Layla could salvage most of it.
“I have eyeliner in my pocket. I never got your name.”
“It’s Deanna Geary. I’m across from you,” Dee blew her nose into a paper towel. She went to wash her hands.
“Oh…shit. Well, Dee. I am in your debt. Can we unionize? You and me?”
“How so?”
“Something is suspicious about all of Abstergo, right? More than just the surface.”
“Yeah…”
“Do you want to stick with me and figure this out?”
Dee nodded. “I think I can do that.”
“Good. Cool. Thank you---I am so sorry about the stapler intimidation tactic, by the way.”
“It’s--cool. One day, we’ll laugh about it, right?”
“Oh yeah. Totally,” Layla pulled out her eyeliner. “Come on, let me fix my mistake.”
Chapter 2: After The Fire
Summary:
Layla finally burns the bodies.
Notes:
(See the end of the chapter for notes.)
Chapter Text
“I will not let my heart be consumed by darkness!” Bayek could feel the creak of the ship under his feet, but the wood was intact. He aimed the bow of light into Apep’s face, letting the arrow soar into the serpent’s neck.
It hissed in pain, spewing venom from it’s fangs to the ship Bayek stood on.

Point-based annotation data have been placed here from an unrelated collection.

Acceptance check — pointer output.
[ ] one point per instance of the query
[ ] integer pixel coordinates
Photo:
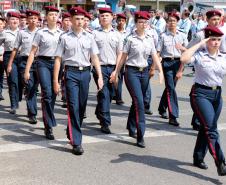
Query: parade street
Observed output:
(27, 158)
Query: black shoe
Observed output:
(200, 164)
(221, 169)
(49, 133)
(163, 115)
(148, 111)
(105, 129)
(77, 150)
(173, 121)
(132, 134)
(195, 127)
(1, 97)
(32, 120)
(140, 143)
(12, 111)
(119, 102)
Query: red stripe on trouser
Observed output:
(135, 102)
(202, 120)
(69, 118)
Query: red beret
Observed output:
(65, 15)
(32, 12)
(13, 14)
(175, 15)
(88, 15)
(121, 15)
(77, 11)
(105, 10)
(212, 31)
(22, 16)
(212, 13)
(51, 9)
(141, 15)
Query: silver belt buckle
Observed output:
(80, 68)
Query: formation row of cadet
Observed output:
(73, 49)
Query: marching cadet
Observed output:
(109, 42)
(121, 22)
(75, 48)
(136, 50)
(213, 19)
(45, 41)
(8, 37)
(23, 43)
(205, 96)
(66, 22)
(171, 44)
(2, 25)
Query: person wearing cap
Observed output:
(205, 96)
(66, 22)
(45, 42)
(75, 48)
(23, 43)
(2, 26)
(23, 21)
(213, 19)
(121, 22)
(159, 23)
(184, 24)
(170, 47)
(136, 49)
(8, 37)
(109, 42)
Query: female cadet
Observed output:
(205, 96)
(45, 41)
(137, 47)
(8, 38)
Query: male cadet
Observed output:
(109, 42)
(159, 23)
(23, 43)
(184, 23)
(75, 48)
(121, 23)
(2, 25)
(213, 19)
(171, 44)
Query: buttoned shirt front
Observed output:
(46, 41)
(209, 70)
(109, 44)
(167, 44)
(8, 37)
(138, 49)
(24, 41)
(76, 49)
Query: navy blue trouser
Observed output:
(30, 87)
(147, 98)
(14, 81)
(169, 96)
(137, 83)
(77, 88)
(1, 76)
(207, 105)
(104, 96)
(45, 76)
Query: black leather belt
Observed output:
(46, 58)
(137, 68)
(170, 58)
(75, 68)
(207, 87)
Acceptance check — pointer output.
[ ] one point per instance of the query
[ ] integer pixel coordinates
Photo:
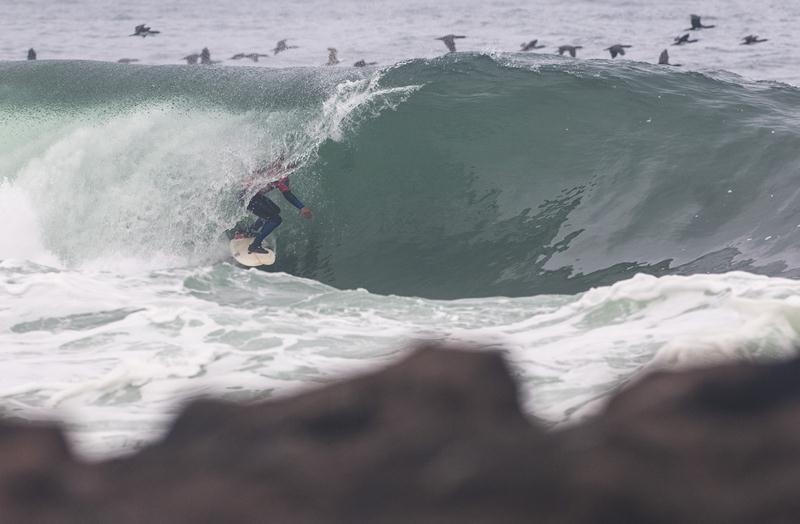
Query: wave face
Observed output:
(463, 176)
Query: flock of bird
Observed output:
(204, 56)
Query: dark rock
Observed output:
(439, 437)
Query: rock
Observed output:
(438, 437)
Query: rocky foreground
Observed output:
(439, 437)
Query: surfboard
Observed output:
(240, 254)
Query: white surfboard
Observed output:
(239, 252)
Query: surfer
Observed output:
(267, 211)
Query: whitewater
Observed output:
(592, 219)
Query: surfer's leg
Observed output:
(269, 226)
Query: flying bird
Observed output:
(205, 57)
(449, 41)
(281, 46)
(663, 59)
(332, 58)
(531, 45)
(696, 24)
(680, 40)
(571, 49)
(752, 39)
(617, 49)
(252, 56)
(143, 31)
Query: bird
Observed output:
(205, 57)
(281, 46)
(617, 49)
(143, 31)
(663, 59)
(332, 58)
(679, 40)
(531, 45)
(449, 41)
(571, 49)
(696, 24)
(752, 39)
(252, 56)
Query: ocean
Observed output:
(594, 219)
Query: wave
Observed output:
(463, 176)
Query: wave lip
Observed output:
(461, 176)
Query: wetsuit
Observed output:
(267, 211)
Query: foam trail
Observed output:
(20, 234)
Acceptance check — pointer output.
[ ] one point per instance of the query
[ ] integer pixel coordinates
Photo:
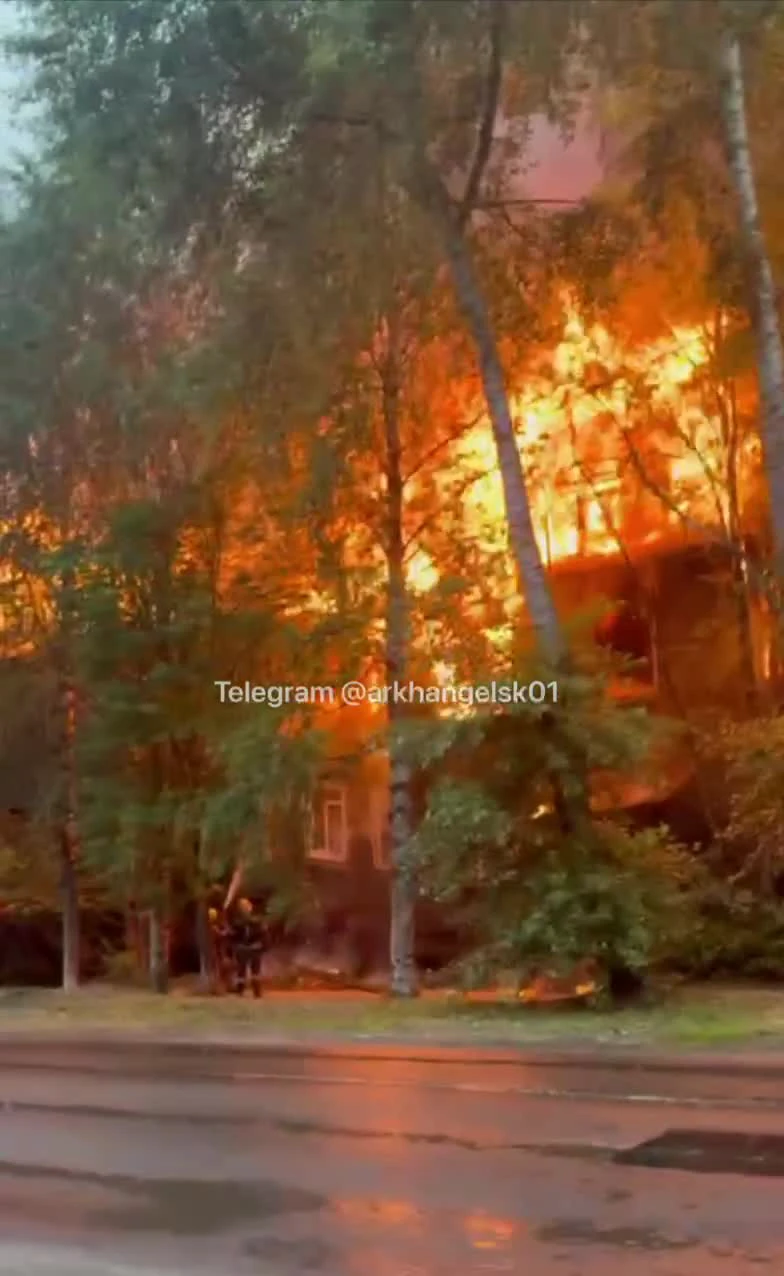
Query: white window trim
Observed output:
(328, 795)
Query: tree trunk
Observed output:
(69, 844)
(402, 891)
(204, 946)
(770, 354)
(69, 904)
(531, 576)
(158, 955)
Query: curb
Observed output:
(627, 1059)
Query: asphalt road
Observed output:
(141, 1161)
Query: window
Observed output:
(330, 824)
(379, 810)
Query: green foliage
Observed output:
(539, 895)
(750, 758)
(733, 933)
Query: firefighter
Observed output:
(248, 948)
(218, 948)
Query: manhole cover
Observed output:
(710, 1151)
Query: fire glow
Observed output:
(591, 425)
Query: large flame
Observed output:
(619, 447)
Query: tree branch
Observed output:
(484, 142)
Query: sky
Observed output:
(13, 132)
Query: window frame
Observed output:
(327, 795)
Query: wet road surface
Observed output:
(144, 1160)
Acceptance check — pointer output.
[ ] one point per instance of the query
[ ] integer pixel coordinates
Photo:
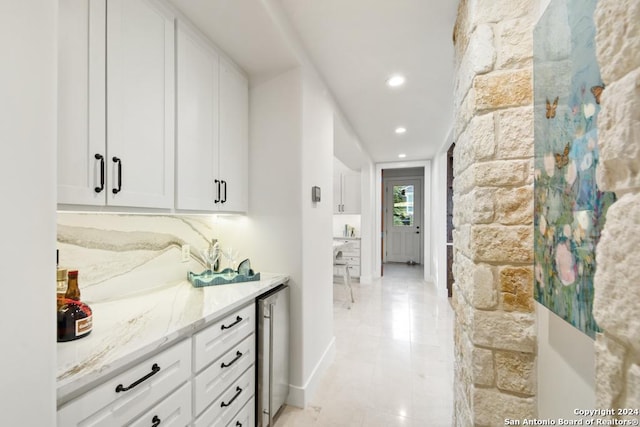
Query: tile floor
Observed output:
(394, 357)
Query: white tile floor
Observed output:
(394, 358)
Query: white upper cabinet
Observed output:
(140, 104)
(116, 104)
(234, 139)
(212, 128)
(197, 123)
(351, 193)
(346, 192)
(81, 102)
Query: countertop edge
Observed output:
(68, 392)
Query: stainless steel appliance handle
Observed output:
(271, 321)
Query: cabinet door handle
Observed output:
(217, 183)
(101, 158)
(119, 163)
(154, 370)
(225, 192)
(238, 391)
(235, 359)
(238, 320)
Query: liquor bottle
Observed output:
(75, 319)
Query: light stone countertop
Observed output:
(128, 329)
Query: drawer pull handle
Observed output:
(238, 356)
(154, 370)
(238, 391)
(238, 320)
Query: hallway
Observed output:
(394, 357)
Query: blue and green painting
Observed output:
(569, 209)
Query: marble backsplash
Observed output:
(120, 255)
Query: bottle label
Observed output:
(84, 326)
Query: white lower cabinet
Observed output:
(229, 403)
(209, 378)
(246, 416)
(174, 411)
(123, 398)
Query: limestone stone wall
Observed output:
(495, 335)
(617, 279)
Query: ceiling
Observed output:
(356, 45)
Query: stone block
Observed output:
(478, 58)
(477, 207)
(493, 407)
(477, 284)
(616, 292)
(511, 173)
(609, 369)
(501, 244)
(464, 110)
(515, 133)
(505, 331)
(617, 37)
(516, 372)
(514, 206)
(516, 286)
(485, 11)
(503, 89)
(514, 40)
(483, 371)
(619, 135)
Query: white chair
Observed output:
(343, 266)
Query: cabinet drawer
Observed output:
(104, 406)
(212, 342)
(229, 403)
(246, 416)
(211, 382)
(174, 411)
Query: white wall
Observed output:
(28, 176)
(439, 220)
(566, 367)
(368, 234)
(317, 227)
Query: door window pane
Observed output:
(403, 205)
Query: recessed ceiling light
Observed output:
(400, 130)
(395, 81)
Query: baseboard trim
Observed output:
(300, 396)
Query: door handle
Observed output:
(101, 158)
(154, 370)
(225, 191)
(117, 161)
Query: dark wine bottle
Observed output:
(75, 319)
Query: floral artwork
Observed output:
(569, 208)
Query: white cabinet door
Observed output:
(234, 139)
(81, 101)
(351, 193)
(197, 123)
(140, 104)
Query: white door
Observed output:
(403, 212)
(81, 102)
(197, 123)
(140, 104)
(233, 154)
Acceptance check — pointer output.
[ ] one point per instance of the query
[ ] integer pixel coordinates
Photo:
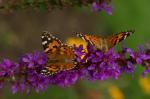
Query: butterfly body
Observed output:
(60, 56)
(105, 43)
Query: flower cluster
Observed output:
(92, 65)
(48, 5)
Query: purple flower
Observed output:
(7, 68)
(31, 60)
(91, 65)
(102, 6)
(64, 78)
(138, 56)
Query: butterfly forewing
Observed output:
(60, 56)
(103, 43)
(115, 39)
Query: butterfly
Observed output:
(60, 56)
(104, 44)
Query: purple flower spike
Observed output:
(92, 65)
(7, 68)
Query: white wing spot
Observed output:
(44, 42)
(49, 38)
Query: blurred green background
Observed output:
(20, 33)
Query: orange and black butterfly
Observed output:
(105, 43)
(60, 56)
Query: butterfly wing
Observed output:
(96, 41)
(60, 56)
(115, 39)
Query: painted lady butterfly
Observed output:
(105, 43)
(60, 56)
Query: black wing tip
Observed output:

Bayek rolled forward and dodged the spray, only catching a few drops against his arm. They burned, like multiple fire ants biting all at once. He bit down a wince of pain and continued moving.
“It already has. Vengeance is a sin from the gods,” the disembodied voice hissed.
Bayek let another arrow loose. “To Hell with vengeance!” he shouted. “I seek justice! Justice for the people of Egypt! Justice for my son! And justice is no sin!”
“You know nothing of what you speak of.”
“The only sinful beings, the only aberrations in this realm is the Order of the Ancients! And I plan to take each one of them down!”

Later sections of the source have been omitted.